The idea that I don’t think of myself as an alternative therapist may seem curious to some of you, but it’s a label I’ve always rejected and a label I believe that does serious harm to the ability of the public to get good healthcare.

‘Alternative’ therapy – or alternative medicine, or complimentary medicine – is so called because it represents an alternative to conventional medicine. Typically, it presents itself as an alternative in a number of ways:

1. As being natural, where conventional medicine is unnatural or artificial.

2. As being traditional, where conventional medicine is new and recent.

3. As being holistic, meaning that it treats the whole person, where conventional medicine is presented as targeting symptoms.

Actually, in my mind, there is a fourth, less widely publicised difference between alternative medicine and conventional medicine:

4. Being based on faith, assumption or anecdotal evidence, where conventional medicine is (mostly) based on scientific evidence.

Why does this matter?

Well, at the end of the day, all of us want the treatments we choose to work. If we are plagued with chronic pain, feelings of depression, a broken arm or even just a common cold, we want a remedy that will actually solve those problems.

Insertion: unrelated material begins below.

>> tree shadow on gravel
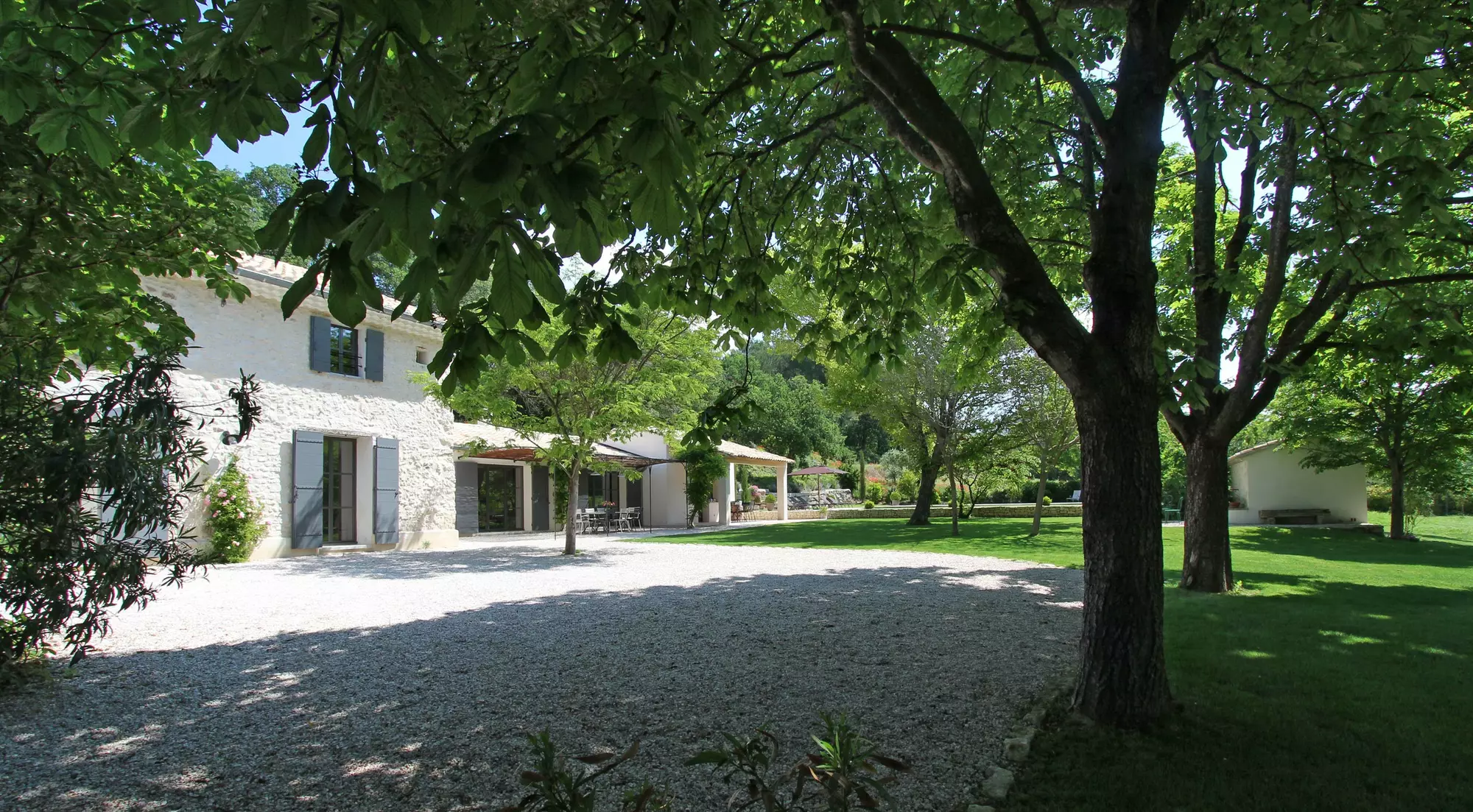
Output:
[0,565,1081,811]
[253,544,638,579]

It may seem obvious to point out, but the first three differences are actually no guarantee that a treatment will be useful to us. Just because a particular treatment has been used for thousands of years, is completely natural and addresses the person’s whole life rather than just their symptoms doesn’t mean it is guaranteed to work. The only way to know whether it works is to test it – simple as that.

I recognise that this may appear self-evident, but its amazing to me how many people continue to assume that something will be good for them just because it is ‘natural’. I should point out that Amanita Phalloides, the European Death Cap mushroom is both completely natural and fatally poisonous if eaten.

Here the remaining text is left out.